その日、アバドン。タケミと一緒に、彼女の家で旅の準備を手伝う予定だった。

正確には、彼女の家の彼女の部屋になるが………正直に今の状的確にを三行で言うと…


アバドンがタケミに謝っている。

タケミの部屋は今酷く汚い。

タケミは号泣している。


と言う何ともカオスな状態である。

現在タケミの部屋は、彼女が脱ぎ捨てたであろう服がタンス付近だけでなく、部屋中に散乱し、ベットの横にあるごみ箱らしき物がひっくり返り、中のゴミが飛び散っていた。
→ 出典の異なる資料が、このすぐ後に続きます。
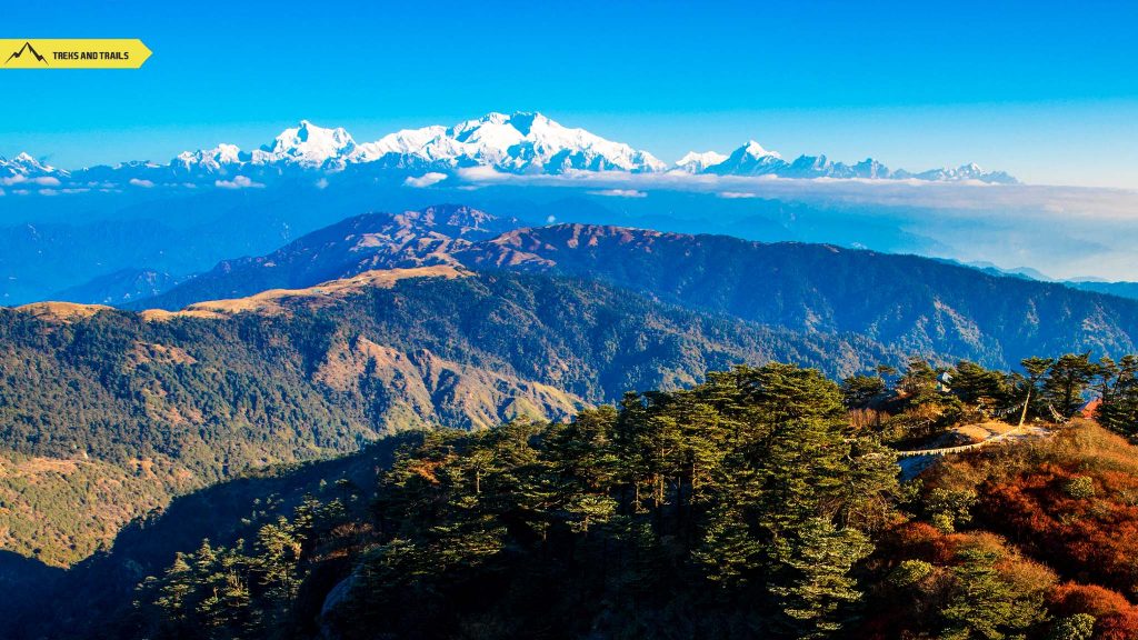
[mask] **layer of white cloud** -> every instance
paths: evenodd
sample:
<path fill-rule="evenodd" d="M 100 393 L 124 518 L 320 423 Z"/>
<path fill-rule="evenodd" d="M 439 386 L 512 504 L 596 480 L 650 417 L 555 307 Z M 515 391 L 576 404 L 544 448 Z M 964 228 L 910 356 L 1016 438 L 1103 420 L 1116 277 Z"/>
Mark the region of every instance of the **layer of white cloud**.
<path fill-rule="evenodd" d="M 237 175 L 232 180 L 215 180 L 214 187 L 220 189 L 258 189 L 264 187 L 264 184 L 254 182 L 245 175 Z"/>
<path fill-rule="evenodd" d="M 594 196 L 608 196 L 612 198 L 646 198 L 648 194 L 637 189 L 601 189 L 589 191 Z"/>
<path fill-rule="evenodd" d="M 430 187 L 431 184 L 438 184 L 439 182 L 446 180 L 447 178 L 448 175 L 445 173 L 438 173 L 432 171 L 430 173 L 424 173 L 419 178 L 407 178 L 406 180 L 403 181 L 403 184 L 407 187 L 415 187 L 418 189 L 422 189 L 424 187 Z"/>

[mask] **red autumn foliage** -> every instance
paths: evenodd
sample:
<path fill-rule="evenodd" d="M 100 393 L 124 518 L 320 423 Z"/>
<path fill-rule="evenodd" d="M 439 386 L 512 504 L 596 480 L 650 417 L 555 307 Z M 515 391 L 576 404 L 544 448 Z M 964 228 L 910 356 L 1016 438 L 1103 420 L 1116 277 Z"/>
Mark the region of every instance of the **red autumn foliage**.
<path fill-rule="evenodd" d="M 1095 495 L 1074 498 L 1069 483 L 1089 476 Z M 1074 473 L 1040 465 L 1011 482 L 987 485 L 981 517 L 988 528 L 1047 558 L 1063 574 L 1138 596 L 1138 478 L 1113 471 Z M 1125 500 L 1125 501 L 1124 501 Z"/>
<path fill-rule="evenodd" d="M 1095 616 L 1095 638 L 1098 640 L 1138 638 L 1138 607 L 1131 605 L 1118 591 L 1067 582 L 1056 586 L 1048 600 L 1056 615 Z"/>

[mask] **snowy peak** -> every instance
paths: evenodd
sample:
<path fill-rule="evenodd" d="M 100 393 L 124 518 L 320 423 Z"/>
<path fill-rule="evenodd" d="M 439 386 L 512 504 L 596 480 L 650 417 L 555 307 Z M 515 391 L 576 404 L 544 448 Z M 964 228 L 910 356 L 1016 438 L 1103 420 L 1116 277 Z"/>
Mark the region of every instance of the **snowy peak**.
<path fill-rule="evenodd" d="M 786 161 L 774 151 L 762 148 L 754 140 L 731 153 L 725 161 L 709 166 L 703 173 L 715 175 L 777 175 L 786 169 Z"/>
<path fill-rule="evenodd" d="M 343 159 L 356 148 L 355 140 L 343 128 L 324 129 L 306 120 L 286 129 L 272 145 L 254 151 L 253 162 L 295 162 L 306 166 L 321 166 L 331 159 Z"/>
<path fill-rule="evenodd" d="M 768 151 L 768 150 L 764 149 L 762 145 L 759 145 L 754 140 L 748 141 L 745 145 L 743 145 L 742 147 L 740 147 L 740 149 L 743 151 L 743 154 L 745 154 L 748 156 L 751 156 L 753 158 L 761 158 L 761 157 L 766 157 L 766 156 L 774 156 L 776 158 L 781 158 L 782 157 L 782 156 L 780 156 L 775 151 Z"/>
<path fill-rule="evenodd" d="M 916 174 L 918 180 L 935 180 L 947 182 L 959 182 L 963 180 L 975 180 L 979 182 L 990 182 L 993 184 L 1016 184 L 1019 180 L 1003 171 L 984 171 L 976 163 L 962 164 L 956 169 L 933 169 Z"/>
<path fill-rule="evenodd" d="M 708 167 L 721 164 L 727 156 L 716 151 L 688 151 L 676 161 L 676 169 L 685 173 L 703 173 Z"/>
<path fill-rule="evenodd" d="M 0 156 L 0 178 L 46 178 L 67 174 L 66 171 L 41 163 L 27 153 L 20 153 L 11 159 Z"/>
<path fill-rule="evenodd" d="M 489 113 L 451 128 L 426 126 L 358 146 L 357 162 L 434 164 L 440 169 L 490 166 L 506 173 L 570 171 L 662 171 L 646 151 L 569 129 L 531 112 Z"/>
<path fill-rule="evenodd" d="M 975 164 L 922 173 L 892 171 L 866 158 L 857 164 L 830 161 L 824 155 L 799 156 L 787 162 L 756 140 L 731 154 L 692 151 L 674 165 L 652 154 L 596 136 L 585 129 L 564 126 L 538 112 L 492 112 L 452 126 L 405 129 L 370 142 L 356 142 L 343 128 L 328 129 L 302 120 L 271 142 L 251 151 L 221 143 L 212 149 L 184 151 L 168 164 L 127 162 L 97 166 L 73 174 L 38 162 L 28 154 L 0 158 L 0 179 L 42 183 L 69 179 L 106 186 L 138 183 L 147 187 L 216 186 L 263 187 L 289 178 L 312 179 L 313 172 L 366 177 L 415 187 L 429 187 L 468 169 L 501 173 L 558 175 L 578 172 L 658 173 L 776 177 L 797 179 L 909 179 L 924 181 L 980 181 L 1015 183 L 1003 172 L 987 172 Z M 316 184 L 328 182 L 316 177 Z M 453 183 L 453 182 L 452 182 Z M 323 188 L 321 187 L 321 188 Z"/>

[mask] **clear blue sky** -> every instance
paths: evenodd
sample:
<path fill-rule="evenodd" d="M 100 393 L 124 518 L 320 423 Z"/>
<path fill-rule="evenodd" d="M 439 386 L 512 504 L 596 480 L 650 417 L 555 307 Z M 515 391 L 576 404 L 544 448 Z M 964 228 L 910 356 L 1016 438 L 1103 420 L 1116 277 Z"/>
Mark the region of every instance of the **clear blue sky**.
<path fill-rule="evenodd" d="M 975 161 L 1138 188 L 1138 2 L 8 2 L 2 38 L 141 38 L 138 72 L 0 72 L 0 155 L 65 167 L 308 118 L 357 140 L 541 110 L 666 161 Z M 556 7 L 556 8 L 554 8 Z"/>

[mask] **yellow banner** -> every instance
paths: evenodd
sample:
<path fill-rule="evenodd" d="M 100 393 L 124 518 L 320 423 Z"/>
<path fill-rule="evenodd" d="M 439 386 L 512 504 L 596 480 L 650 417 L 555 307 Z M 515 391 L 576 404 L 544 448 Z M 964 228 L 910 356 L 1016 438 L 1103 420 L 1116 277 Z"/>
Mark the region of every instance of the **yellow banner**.
<path fill-rule="evenodd" d="M 139 68 L 149 57 L 141 40 L 0 40 L 0 69 Z"/>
オマケに長い間、掃除をしていなかったのか、部屋の一部から異臭がする。

まさに、好きな人に見せたくないと思って当たり前の部屋であった。

「……ごめん、タケミ…」

「だからまだ入らないでって言ったのに~!!」

「ごめん!ごめん!勝手に部屋に入った事は謝るから!だからお願い!!バチバチ鳴っているその棒みたいな物引っ込めて!!何か危ない気がするから!!」

「アバドン様の馬鹿ぁ~!!」

だか断る!そんな事を言っても、おかしくないくらいに、片付ける前の部屋を目撃され、激怒したタケミは涙目でその手に持った、青い電気を放つ棒らしき物を、アバドンの首筋に突き立てるのであった。

以下、その時のアバドンの悲鳴である。

「あばばばばばばぁ!!!?ちょ!なにこれ痺れる!?ちょっとタケミ待ってそれ以上されたら…シビレビレビレ!?ちょ!本当にやめ……ヒギィィィ!!」

数秒後には、彼女に気絶させられ、部屋から放り出されたアバドンがいた。









「すみません!アバドン様!!」

「いや悪いのは私だし、土下座なんかせずに、顔あげてよタケミ」

タケミは我を忘れていたとはいえ、アバドンを気絶させてしまったことに、かなり後悔していた。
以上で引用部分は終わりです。